The company had a very long running deal on the film side at Disney Studios Motion Pictures, since the 1990s but signed a first-look deal at Universal Pictures in 2018.

Mandeville was also behind features such as Jake Gyllenhaal’s Boston Marathon drama Stronger, Julia Roberts’ Wonder, which was based on R.J. Palacio’s best-selling YA novel, Mark Wahlberg’s David O. Russell-directed The Fighter, Jason Segel and Amy Adams’ The Muppets.

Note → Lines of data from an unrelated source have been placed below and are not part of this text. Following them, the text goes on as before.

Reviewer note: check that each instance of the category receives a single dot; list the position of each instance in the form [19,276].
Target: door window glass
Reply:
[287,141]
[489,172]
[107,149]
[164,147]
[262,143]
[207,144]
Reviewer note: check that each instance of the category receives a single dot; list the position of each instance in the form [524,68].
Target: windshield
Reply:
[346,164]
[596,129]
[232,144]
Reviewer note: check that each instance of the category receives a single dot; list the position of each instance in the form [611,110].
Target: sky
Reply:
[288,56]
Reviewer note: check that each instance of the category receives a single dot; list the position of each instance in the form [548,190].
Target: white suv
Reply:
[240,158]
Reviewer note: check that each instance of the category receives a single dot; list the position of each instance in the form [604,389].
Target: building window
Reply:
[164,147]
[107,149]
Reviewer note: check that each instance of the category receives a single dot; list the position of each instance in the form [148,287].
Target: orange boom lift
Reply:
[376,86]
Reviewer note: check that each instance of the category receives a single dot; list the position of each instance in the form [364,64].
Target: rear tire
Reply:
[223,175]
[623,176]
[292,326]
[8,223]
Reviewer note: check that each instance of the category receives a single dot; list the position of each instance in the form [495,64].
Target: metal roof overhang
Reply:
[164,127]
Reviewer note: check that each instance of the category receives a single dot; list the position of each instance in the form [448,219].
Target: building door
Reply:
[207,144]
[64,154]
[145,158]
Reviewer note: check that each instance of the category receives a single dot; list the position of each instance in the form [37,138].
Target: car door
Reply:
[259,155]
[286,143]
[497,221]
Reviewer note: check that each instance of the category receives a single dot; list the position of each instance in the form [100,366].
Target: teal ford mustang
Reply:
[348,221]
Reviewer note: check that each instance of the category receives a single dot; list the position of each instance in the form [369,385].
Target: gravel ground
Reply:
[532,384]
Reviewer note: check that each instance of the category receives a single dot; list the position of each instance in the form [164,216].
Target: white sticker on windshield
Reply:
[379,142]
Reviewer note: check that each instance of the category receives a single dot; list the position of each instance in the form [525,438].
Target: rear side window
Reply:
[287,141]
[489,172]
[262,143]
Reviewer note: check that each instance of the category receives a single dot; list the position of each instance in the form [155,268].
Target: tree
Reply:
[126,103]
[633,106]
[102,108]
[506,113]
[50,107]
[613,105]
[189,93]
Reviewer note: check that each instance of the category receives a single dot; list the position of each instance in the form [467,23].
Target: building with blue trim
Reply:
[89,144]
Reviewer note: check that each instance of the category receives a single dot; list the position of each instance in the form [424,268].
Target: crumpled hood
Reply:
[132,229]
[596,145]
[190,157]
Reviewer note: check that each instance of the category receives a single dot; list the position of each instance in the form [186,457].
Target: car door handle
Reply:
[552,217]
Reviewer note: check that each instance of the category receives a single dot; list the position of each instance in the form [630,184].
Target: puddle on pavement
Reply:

It currently has a number of films on the cards including Rescue Rangers with Andy Samberg and John Mulaney, White Bird: A Wonder Story with Helen Mirren and Gillian Anderson, which is set for September 2022 release, and Shotgun Wedding starring Jennifer Lopez for July 2022.

On the TV side, in addition to producing eight seasons of Tony Shalhoub-fronted Monk, it also produced a slew of series for ABC including Detroit 1-8-7, Wicked City, The Family and The Fix as well as Netflix’s Hit & Run, the action thriller from Fauda’s Lior Raz that ran for one season on the streamer.

The Hoberman/Lieberman split comes after Laurie Zaks, who was head of television at the company for seven years, left to set up her own ABC Signature-based shop Rosewood Television.